Contrary to the later dichotomies drawn between these milieus, these were not always opposed to each other. 
They were the front-runners and the leaders of the Buddhist, Hindu, and Muslim revivals; they were the founders of the trade union movement in the country; they were the first agitators for ethnic separatism. 
The conflicts between them did emerge with the rise of the labour movement, but even then it’s difficult to generalise and say that they were perpetually against one another.   
It must be pointed out that to appreciate the complexities that were the defining hallmark of this period in history, Jayawardene’s work must be read in conjunction with the books, the essays, and the archival material of other writers. 


To understand the intricacies of the Buddhist revival, it is imperative to read Kitsiri Malalgoda’sBuddhism in Sinhalese Society. To understand the role played by the women in these movements, it is imperative to read Jayawardene’s studies of third world feminism and Manel Tampoe’s extensive biography of Celestina Dias. 

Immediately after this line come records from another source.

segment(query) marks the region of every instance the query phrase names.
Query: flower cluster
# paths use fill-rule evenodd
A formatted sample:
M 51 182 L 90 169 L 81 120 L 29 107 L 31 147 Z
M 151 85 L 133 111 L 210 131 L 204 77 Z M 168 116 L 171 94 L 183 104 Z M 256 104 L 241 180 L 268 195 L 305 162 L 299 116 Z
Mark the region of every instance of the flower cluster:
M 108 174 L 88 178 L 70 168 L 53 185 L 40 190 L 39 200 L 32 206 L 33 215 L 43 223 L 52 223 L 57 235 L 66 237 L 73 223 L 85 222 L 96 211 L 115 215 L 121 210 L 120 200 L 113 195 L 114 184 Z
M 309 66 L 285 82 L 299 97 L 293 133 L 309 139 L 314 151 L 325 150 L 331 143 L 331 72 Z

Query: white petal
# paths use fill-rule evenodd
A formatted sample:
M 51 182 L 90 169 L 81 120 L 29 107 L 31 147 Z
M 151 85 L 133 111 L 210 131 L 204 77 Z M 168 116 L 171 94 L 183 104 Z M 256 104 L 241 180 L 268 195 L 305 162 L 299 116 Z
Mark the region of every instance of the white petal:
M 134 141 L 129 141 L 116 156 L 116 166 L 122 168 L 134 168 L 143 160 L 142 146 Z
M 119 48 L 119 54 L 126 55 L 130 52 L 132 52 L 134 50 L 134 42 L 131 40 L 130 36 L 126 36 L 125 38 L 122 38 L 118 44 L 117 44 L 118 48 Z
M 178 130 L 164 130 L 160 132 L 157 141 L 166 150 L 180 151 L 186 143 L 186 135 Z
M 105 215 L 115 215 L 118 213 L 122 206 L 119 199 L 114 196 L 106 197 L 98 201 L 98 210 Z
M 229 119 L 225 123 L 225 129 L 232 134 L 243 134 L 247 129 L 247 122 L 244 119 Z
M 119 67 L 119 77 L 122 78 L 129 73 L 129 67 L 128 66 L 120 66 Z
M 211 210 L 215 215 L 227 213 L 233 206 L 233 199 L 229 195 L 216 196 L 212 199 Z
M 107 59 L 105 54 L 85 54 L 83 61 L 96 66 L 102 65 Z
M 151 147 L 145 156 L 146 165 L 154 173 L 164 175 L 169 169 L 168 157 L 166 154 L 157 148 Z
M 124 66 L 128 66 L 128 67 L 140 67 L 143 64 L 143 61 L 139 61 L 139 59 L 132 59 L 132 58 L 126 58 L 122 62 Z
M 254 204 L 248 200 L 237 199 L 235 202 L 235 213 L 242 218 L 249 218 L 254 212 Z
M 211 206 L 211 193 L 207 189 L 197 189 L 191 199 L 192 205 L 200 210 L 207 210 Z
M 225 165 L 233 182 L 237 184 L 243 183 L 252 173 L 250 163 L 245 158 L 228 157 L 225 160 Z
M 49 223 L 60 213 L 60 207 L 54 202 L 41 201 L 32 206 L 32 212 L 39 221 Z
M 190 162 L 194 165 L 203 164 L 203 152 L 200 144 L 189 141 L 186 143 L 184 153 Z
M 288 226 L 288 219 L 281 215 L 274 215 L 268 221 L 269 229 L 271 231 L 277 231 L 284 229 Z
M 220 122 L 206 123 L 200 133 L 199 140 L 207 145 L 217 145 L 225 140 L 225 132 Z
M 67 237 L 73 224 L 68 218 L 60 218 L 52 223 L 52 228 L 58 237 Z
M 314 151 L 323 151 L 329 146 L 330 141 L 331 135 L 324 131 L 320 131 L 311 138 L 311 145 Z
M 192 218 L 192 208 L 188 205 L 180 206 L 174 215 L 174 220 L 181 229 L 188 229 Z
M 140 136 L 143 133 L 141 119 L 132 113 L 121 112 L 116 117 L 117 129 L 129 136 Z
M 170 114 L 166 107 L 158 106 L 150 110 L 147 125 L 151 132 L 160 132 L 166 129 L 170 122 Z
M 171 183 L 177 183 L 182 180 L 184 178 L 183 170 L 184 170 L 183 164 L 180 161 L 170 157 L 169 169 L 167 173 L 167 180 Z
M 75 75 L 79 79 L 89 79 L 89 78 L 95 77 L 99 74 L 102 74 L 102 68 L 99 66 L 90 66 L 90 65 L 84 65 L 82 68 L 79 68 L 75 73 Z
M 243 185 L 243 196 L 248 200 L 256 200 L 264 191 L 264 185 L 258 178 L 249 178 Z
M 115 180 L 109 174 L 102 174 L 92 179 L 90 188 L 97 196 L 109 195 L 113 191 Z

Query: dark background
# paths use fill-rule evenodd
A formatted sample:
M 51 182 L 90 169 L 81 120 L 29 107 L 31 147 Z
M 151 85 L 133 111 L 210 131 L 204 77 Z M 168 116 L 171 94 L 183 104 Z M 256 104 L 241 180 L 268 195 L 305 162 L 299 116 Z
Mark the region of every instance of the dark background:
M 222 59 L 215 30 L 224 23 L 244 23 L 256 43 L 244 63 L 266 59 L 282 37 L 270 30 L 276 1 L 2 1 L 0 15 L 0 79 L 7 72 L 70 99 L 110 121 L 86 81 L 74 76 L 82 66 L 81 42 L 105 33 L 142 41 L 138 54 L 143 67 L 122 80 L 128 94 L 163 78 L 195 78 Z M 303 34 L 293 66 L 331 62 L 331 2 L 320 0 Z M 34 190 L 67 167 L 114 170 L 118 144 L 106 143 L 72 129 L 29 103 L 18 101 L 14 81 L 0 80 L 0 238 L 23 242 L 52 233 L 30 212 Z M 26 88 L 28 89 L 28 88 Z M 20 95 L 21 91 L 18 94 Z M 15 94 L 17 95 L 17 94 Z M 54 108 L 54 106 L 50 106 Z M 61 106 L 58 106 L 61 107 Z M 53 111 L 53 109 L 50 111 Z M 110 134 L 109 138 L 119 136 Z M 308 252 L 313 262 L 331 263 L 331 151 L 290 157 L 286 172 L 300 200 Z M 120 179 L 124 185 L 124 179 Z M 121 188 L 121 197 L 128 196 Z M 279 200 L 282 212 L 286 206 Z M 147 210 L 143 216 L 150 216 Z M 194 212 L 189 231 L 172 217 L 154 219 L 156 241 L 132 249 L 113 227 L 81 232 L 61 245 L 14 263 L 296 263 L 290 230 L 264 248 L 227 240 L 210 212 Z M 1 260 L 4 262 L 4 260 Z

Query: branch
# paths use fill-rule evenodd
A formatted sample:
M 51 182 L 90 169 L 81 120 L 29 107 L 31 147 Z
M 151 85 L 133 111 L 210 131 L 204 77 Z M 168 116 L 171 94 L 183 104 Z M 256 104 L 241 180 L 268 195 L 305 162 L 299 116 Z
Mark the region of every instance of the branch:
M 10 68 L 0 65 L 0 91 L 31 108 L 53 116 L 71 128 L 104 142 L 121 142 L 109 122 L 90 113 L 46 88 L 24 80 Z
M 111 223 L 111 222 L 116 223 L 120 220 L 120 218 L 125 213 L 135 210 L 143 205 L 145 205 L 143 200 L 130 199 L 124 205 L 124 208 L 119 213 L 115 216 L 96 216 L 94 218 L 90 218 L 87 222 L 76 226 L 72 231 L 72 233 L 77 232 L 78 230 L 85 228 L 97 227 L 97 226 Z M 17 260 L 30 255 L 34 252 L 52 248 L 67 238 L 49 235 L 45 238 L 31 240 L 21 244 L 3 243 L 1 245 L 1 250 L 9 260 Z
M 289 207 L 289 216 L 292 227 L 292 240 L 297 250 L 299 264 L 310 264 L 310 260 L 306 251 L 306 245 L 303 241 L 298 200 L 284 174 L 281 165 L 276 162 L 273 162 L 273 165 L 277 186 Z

Nobodies to Somebodies, unlike certain books in the genre, was consequently not a mere compilation, but a reference point that took from, and supplemented, other material. It’s hard to categorise a work like it because it belongs to so many fields and disciplines: sociology, economics, history, economic history, even literature.   
The late S. B. D. de Silva, who read through the first drafts of her work, once noted, “Writing is less a matter of language than logic, connecting one idea to another.” In that sense Jayawardene’s study is as logical as it is literate; it is not a flawless study (among those flaws, it perpetuates the same kara-govi caste conflict discourse it sought to go beyond), but it is certainly free from the generalisations and the simplifications that characterise the genre. At a time when the rentiers are back in power, we need to read it, to understand it, to appreciate it, so as to come to terms with the reality of our economic, social, and cultural debacle.   
I mentioned that there were two camps that opposed the publication and sale of Nobodies to Somebodies. The first, the descendants of the rentiers, I have detailed. 
The second camp is more complicated and complex: the nationalists. Why and how they were (and are) against the book merit a separate essay, to itself.